O “robô cirurgião” já é considerado o principal avanço na medicina dos últimos anos e tem favorecido imensamente a atuação dos médicos. Chao Lung Wen, chefe da disciplina de telemedicina da Faculdade de Medicina da Universidade de São Paulo (USP), explica que a cirurgia robótica não é automática como os equipamentos usados na indústria automobilística, por exemplo, na qual o robô faz a montagem por si só, não havendo a necessidade da intervenção humana.

“No nosso caso, quando falamos de um robô cirurgião, estamos trabalhando com a ideia de braços robóticos autônomos que estão sob o controle direto do médico-cirurgião. Ele não executa o procedimento sozinho, não é uma cirurgia comandada por inteligência artificial”, explica.

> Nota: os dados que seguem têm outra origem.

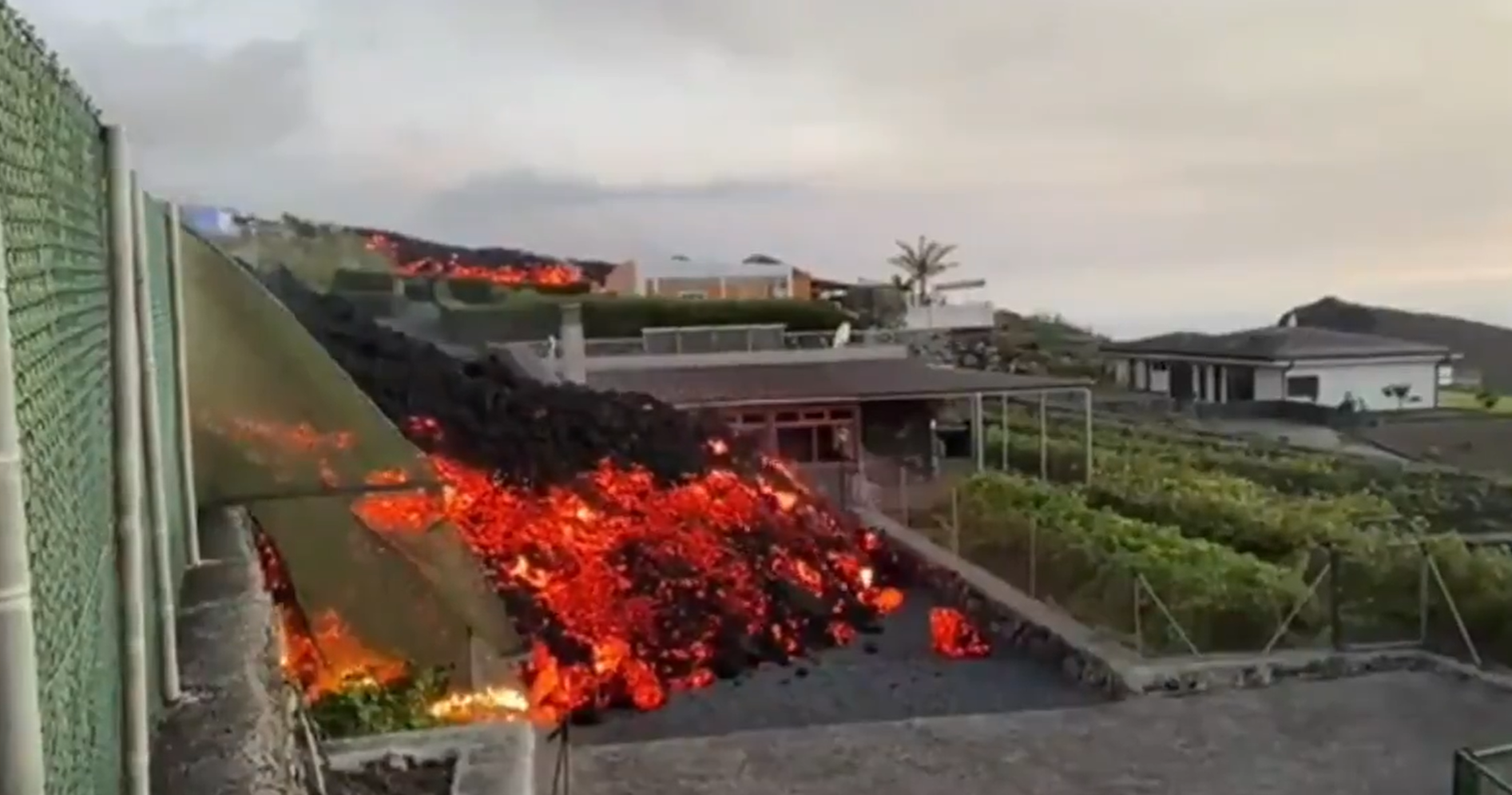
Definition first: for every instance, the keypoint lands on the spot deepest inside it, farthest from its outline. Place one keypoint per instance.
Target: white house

Esse tipo de maquinário, de acordo com Wen, está sendo mais utilizado quando o hospital investe em centros cirúrgicos inteligentes, equipados com todo um sistema autônomo que pode ser customizado, ou seja, que se adapta à altura mesa cirúrgica e a outros itens de acordo com o tipo de cirurgia.

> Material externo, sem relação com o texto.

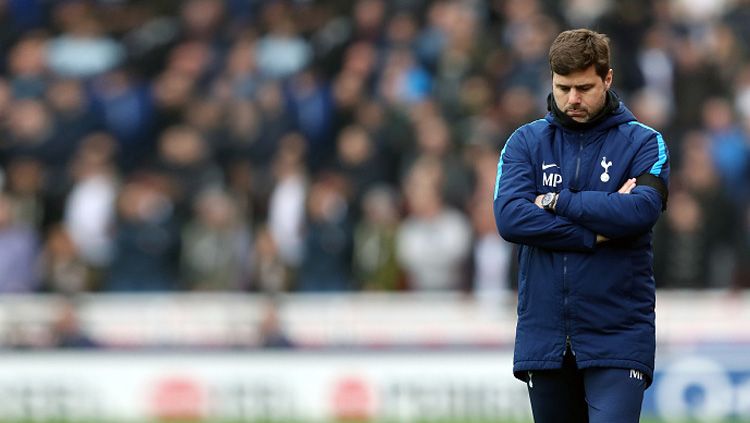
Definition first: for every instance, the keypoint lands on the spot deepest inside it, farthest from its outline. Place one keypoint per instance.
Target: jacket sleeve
(617, 215)
(521, 221)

Em Belo Horizonte, o equipamento foi trazido pelo Instituto Cirurgia Robótica Ciências Médicas, por meio de um financiamento de R$ 10 milhões feito pela Fundação Educacional Lucas Machado (Feluma), e já realizou oito operações no Hospital Vila da Serra. Pelo menos outros dois robôs devem chegar ao Estado neste ano. O Biocor Instituto também já dispõe do equipamento.

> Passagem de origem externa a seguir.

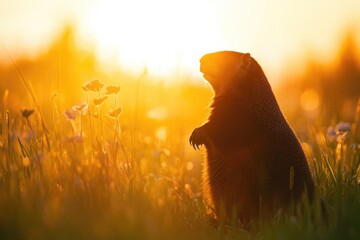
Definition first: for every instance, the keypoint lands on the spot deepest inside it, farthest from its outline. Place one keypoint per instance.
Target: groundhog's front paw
(197, 137)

O urologista e diretor técnico do Instituto Cirurgia Robótica José Eduardo Fernandes Távora conta que nos Estados Unidos esse tipo de procedimento começou em 2003. No Brasil, o primeiro robô chegou em 2008, a São Paulo, Estado que hoje conta com 12 dos 23 robôs de todo o país. “Esse tipo de tecnologia está chegando em todas as áreas, mas na cirurgia é a coisa mais moderna do século XXI. Veio para ficar, não tem mais volta. A tendência é que daqui a 20 ou 30 anos as cirurgias sejam todas feitas usando essa metodologia”, acredita Távora.

Além dos hospitais – e mais de 30 anos após o filme que marcou época profetizando o futuro –, esse tipo de inovação já chegou também aos equipamentos usados em exames e diagnósticos, segundo o professor da USP.

“Todos os exames laboratoriais que fazemos hoje em larga escala usam aparelhos com robótica. Sem as pipetas automáticas (utensílio semelhante a um conta-gotas), não conseguiríamos atender uma demanda de 50 mil exames por dia, por exemplo. O sequenciamento genético e toda a área de diagnóstico eficiente só foram viáveis por causa da robótica”, afirma Wen.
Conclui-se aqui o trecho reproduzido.